Tuesday, February 17, 2009

The Audacity of Irony


by Victor Davis Hanson

One can make many criticisms of the Bush administration — occasional hubris, an inability to communicate its ideas, excessive federal spending, unnecessary bellicose rhetoric not matched always by commensurate action — but corruption is not really one of them. While the Republican Congress gave us Duke Cunningham, Larry Craig, and Mark Foley, the Bush administration itself was one of the most corruption-free in recent memory — no Monicas, no serial Clintongates, no pay-to-play presidential pardons, no shaking down donors for a library and a spousal Senate campaign.

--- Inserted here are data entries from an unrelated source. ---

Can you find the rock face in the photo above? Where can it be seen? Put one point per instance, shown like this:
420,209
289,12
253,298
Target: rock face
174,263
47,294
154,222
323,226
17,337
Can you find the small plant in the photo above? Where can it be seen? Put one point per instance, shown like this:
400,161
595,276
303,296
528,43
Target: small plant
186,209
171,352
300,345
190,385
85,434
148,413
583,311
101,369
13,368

Now we are witnessing one of the most scandal-plagued incipient administrations of the last half-century. And these ethical embarrassments are doubly ironic. The Treasury secretary and nominal head of the IRS is a tax dodger. The egalitarian liberal Tom Daschle, who was going to make health care accessible for the masses, was caught hiding from the tax man tens of thousands of dollars in free limousine service. Reformist cabinet nominees like Bill Richardson (who has already withdrawn) and Hilda Solis cannot themselves follow the laws they were asked to enforce. The would-be performance czar, Nancy Killefer, did not perform on her taxes. We are now awaiting a third try for commerce secretary. The more Obama railed about his new no-lobbyist policies, the more he issued exemptions for the dozen or more insider lobbyists he hired.